Instead, Collier has resurrected the long-defunct 90th Floor Records label, which existed only from 1959 to 1963 and released but four albums during its existence. The first two 90th Floor records contained wonderful recordings of seldom-heard standards performed by Dick and Kiz: Dick and Kiz Harp at the 90th Floor and Again! Dick and Kiz Harp at the 90th Floor, both recorded in the 200-person-capacity club in front of an audience that dared not speak a word even when the recorder wasn't rolling. (The motto of the 90th Floor was "For Listeners Only," and anyone caught making a peep was booted after a lone warning.) Back then Collier, driving to Los Angeles and Chicago and New York, managed to secure modest nationwide distribution for the records; the legendary Wallich's Music City, at the corner of Sunset and Vine in L.A., even had a 90th Floor Records section. Then came an album of material recorded by the North Texas Lab Band, then another by Mal Fitch, a bandleader who worked the best hotels in the country in the 1960s.
The 90th Floor club, with its tomato-can light fixtures and tiny balcony and lockers full of booze kept by patrons trying to drink in a dry town, would spawn not only a label, but also its own self-contained scene. It was among the city's heppest joints, where Tony Bennett or Marlene Dietrich or other movie stars and musicians would hang when in town. And behind the venue, Collier leased a warehouse he converted into a recording space and an office. It seems now like an idyllic working environment--part hideout, part hangout, all work and all play all the time.
"It seemed like such a cool scene," says the New Year's Peter Schmidt, whose solo work in recent years has been constructed not with guitar, but piano. Schmidt became fascinated with 90th Floor Records after hearing Collier on the radio last year. "It's so much of what we wanted Deep Ellum to be. I like the idea of it, because it was listening-based. Music was the thing. And [Kiz's] voice had this kind of world-weariness to it, almost like she knew what was going to happen, just this sad quality. I was disappointed that there was nobody out there to school me on it. You hate it when your own city has something so interesting, only to find people have forgotten about it."
But the label vanished before it had time to make its mark: Kiz died before the first album was even released, and Dick was nearing his decision to hang up his keys. (He would become a photographer before he died.) And in 1961 Collier went off to Vietnam, and by the time he returned in 1963 there was no reason to continue.
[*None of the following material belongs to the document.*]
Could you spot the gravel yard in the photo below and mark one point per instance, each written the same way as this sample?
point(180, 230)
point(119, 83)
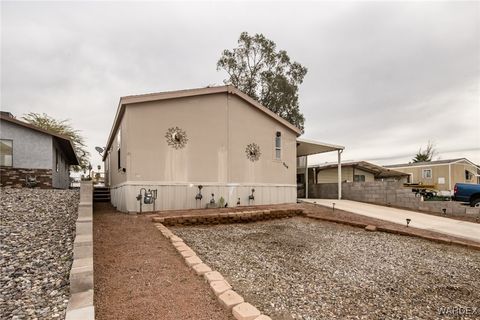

"At the time I came out of the service, one of the guys I worked with called and said we needed to close it down, that the label was just sucking money big time," Collier says now. Collier, his face barely covered by a thin, graying beard, sits at a table in his Market Center Boulevard office, where he runs his own marketing company. He looks just like what he is: an aging jazzbo, older than he appears.
"Had I been here, I would have never let it happen," he continues. "But when you disengage and go through two years of changing your life and seeing a whole different perspective when you're 21, well, I thought, 'Fine, let's close it down.' I wish in a lot of ways I hadn't, but I probably would have gone broke."